At dnj Gallery’s typical espousal of the avant-garde in contemporary photography, Dylan Vitone strikes a chord at the seemingly anachronistic journalistic recording of human affairs. I say anachronistic because with the zeitgeist inundated with portable hand-held cameras powering stronger technology than space missions decades ago, there is a shift in the lens’s perspective. Cameras are now actively used to create solipsistic worlds where only the creator exists; rather than having the lens observe the world, our society chooses to have the lens observe itself.
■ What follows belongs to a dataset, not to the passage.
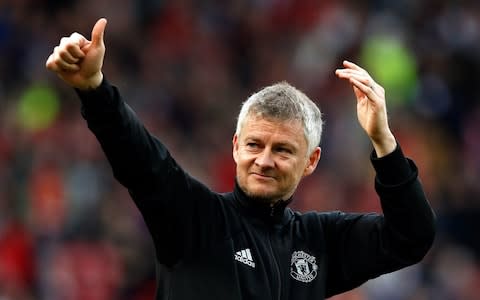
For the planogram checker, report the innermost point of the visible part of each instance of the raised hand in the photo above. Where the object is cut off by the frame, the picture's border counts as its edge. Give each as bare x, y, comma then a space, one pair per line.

Paradoxically, this is a truncation of the world. Where now the story is self-centered, bygones ago there was a connection to a setting. And the meditation of setting is what is so tantalizing with Mr. Vitone. He rhapsodically captures whole worlds of human life in each of his panoramas. Each of his lives are acting in their own stories, widening the bandwidth of perspective of the observer. In turn, such a “panorama” of sight reflexively piques with novelty; Sprinklers, for instance, captures a nostalgic return to a digitally decluttered life which is wonderfully stated through the use of childhood subjects as an instrument of conveying innocence to a photographed world which is saturated with life beyond any that can be possibly captured in a “selfie”. Indeed, Mr. Vitone’s copious use of children in his settings enforces this interpretation, and even further: that the world is meant to be wondered and explored outward, rather than contracted inwardly toward self-celebration as the average social media photo exalts. That such nostalgic photography can instill a burst of creativity is a stunning artistic testimony of the contemporary digital age we are immersed within.
By contrast, Ms. Melanie Walker is not seeking a recollection with her photography, but rather is an inventor of new photographic expression. As one fellow photographer eloquently admired at the opening, each of her works are images choreographed to imbue complex yet accessible “poetry”. Beetle Burn, for instance, has an incendiary connotation to the title complemented by a pre-ignited bonfire at the foreground of the assemblage. We can seamlessly intuit the premonition of a rampaging blaze that will be set off – and yet it can be interpreted as purely an emotional state, perhaps of solemn rage. The gentle yet ominous foretelling is quite a potential to so effortlessly represent. And this sensuality added to the photography, in a symbolic gesture, is the creation of new photographic expression. I would not be surprised to find Ms. Walker exploring physical space with her photography outside the photography, perhaps in some sculptural form, next.